InvestSMART

Bureau signals end of boom in commodities

Australia's top commodities agency has detailed a year of woe for the resources industry and joined the Reserve Bank in declaring the peak of investment in the sector.
By · 23 May 2013
By ·
23 May 2013
comments Comments
Australia's top commodities agency has detailed a year of woe for the resources industry and joined the Reserve Bank in declaring the peak of investment in the sector.

The Bureau of Resources and Energy Economics revealed a sharp rise in the number of projects suffering cost blowouts or deferrals, and a steep decline in exploration spending.
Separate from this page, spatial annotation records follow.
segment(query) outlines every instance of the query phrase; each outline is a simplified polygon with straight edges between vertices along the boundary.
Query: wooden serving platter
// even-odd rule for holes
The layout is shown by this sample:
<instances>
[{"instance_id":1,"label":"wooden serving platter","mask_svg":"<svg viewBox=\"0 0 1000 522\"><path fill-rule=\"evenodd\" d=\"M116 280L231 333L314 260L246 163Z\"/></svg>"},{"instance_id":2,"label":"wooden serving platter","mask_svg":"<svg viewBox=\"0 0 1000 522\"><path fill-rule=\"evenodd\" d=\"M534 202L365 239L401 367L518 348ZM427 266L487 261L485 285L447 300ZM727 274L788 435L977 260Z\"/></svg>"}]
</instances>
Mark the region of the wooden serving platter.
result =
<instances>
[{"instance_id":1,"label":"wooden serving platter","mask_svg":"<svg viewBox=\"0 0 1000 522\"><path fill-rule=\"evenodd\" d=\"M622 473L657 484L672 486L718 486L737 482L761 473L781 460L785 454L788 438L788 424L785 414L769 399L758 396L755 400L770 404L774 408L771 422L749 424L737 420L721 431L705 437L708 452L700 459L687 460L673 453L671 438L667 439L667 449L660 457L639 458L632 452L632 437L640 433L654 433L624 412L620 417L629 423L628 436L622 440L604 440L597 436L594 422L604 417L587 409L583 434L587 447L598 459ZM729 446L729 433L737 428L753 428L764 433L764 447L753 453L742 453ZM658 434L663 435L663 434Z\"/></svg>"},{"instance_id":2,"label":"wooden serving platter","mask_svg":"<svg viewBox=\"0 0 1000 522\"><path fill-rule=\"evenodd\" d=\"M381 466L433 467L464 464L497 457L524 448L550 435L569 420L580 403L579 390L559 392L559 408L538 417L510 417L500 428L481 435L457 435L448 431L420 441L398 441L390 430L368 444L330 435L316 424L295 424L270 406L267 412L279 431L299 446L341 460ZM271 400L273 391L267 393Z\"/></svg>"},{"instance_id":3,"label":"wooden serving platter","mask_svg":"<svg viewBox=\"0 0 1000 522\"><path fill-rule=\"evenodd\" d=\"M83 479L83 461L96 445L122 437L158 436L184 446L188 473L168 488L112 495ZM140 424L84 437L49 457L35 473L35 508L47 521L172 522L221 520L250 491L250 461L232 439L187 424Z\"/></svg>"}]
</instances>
The findings - released on the same day investment bank Citi declared the "commodities supercycle" would end this year - will fuel perceptions the resources boom is over.

In its latest six-monthly report on major projects, the bureau estimated Australia had missed out on $149 billion worth of spending on resources projects over the past year, as a result of 18 big projects being deferred or cancelled.

The sum is likely to be conservative, given that many of the 18 projects were listed with values far below what had recently been discussed in the market.

The Browse LNG project was judged by the bureau to be worth $36 billion in deferred spending.

However, those close to the project believe it was set to cost closer to $80 billion before the operator, Woodside, decided to investigate other options.

For projects going ahead, the bureau calculated that $28.5 billion worth of cost blowouts had been endured over the same period, with Chevron's Gorgon project heading the list.

Those blowouts accounted for about 11 per cent of the $268 billion committed to resources projects in Australia.

This means the peak of investment in the sector would have been last year had the cost blowouts not inflated this year's figures.

In declaring this year to be the peak of the investment cycle, the bureau forecast committed investment to fall by $8 billion next year and $63 billion in 2015. By 2017, committed investment is tipped to be back at 2007 levels - about $60 billion.

There was further grim news in the bureau's account of exploration spending, which was shown to be sharply lower long before the Gillard government imposed tighter tax rules on exploration last week.

High-risk "greenfield" exploration spending in the December quarter was $264 million, down by 16 per cent from the September quarter and 27 per cent from the June quarter.

"This year should provide full affirmation that the commodity supercycle has finally ended and should usher in the first 'normal' year in over a decade in which, broadly, commodity prices end the year lower than when the year started," the Citi team wrote.
Google News
Follow us on Google News
Go to Google News, then click "Follow" button to add us.
Share this article and show your support
Free Membership
Free Membership
InvestSMART
InvestSMART
Keep on reading more articles from InvestSMART. See more articles
Join the conversation
Join the conversation...
There are comments posted so far. Join the conversation, please login or Sign up.

Frequently Asked Questions about this Article…

The bureau said the resources sector faced a tough year with a sharp rise in projects suffering cost blowouts or being deferred, a steep fall in exploration spending, and signs that investment has peaked — findings that add to views the commodities boom may be over.

Investment bank Citi and the bureau both signalled the peak of the investment cycle, with Citi saying this year should confirm the commodities supercycle has ended — a view supported by falling committed investment and weaker exploration activity reported in the bureau's study.

The bureau estimated Australia missed out on about $149 billion of spending over the past year after 18 major projects were deferred or cancelled, noting that this figure is likely conservative in some cases.

Cost blowouts totalled about $28.5 billion over the period, led by Chevron's Gorgon project, and represented roughly 11% of the $268 billion already committed to resources projects — inflating this year's figures and contributing to the perception that peak investment has passed.

The bureau forecast committed investment to fall by $8 billion next year and by $63 billion in 2015, with committed investment potentially reverting to around 2007 levels — about $60 billion — by 2017.

High‑risk greenfield exploration fell to $264 million in the December quarter, down 16% from the September quarter and 27% from the June quarter; lower exploration spending can signal fewer new projects ahead, which affects long‑term supply, company pipelines and investor expectations.

The report called out the Browse LNG project (the bureau valued its deferred spending at $36 billion, though some insiders suggested it could have been closer to $80 billion) and Chevron's Gorgon project for large cost blowouts; Woodside was mentioned in relation to Browse, and Citi and the Reserve Bank were cited for similar views on the investment peak.

Watch committed investment levels, announcements of project deferrals or cancellations, reported cost blowouts on major projects, and quarterly exploration spending figures — all of which the bureau highlighted as key indicators that helped signal the end of the recent resources investment boom.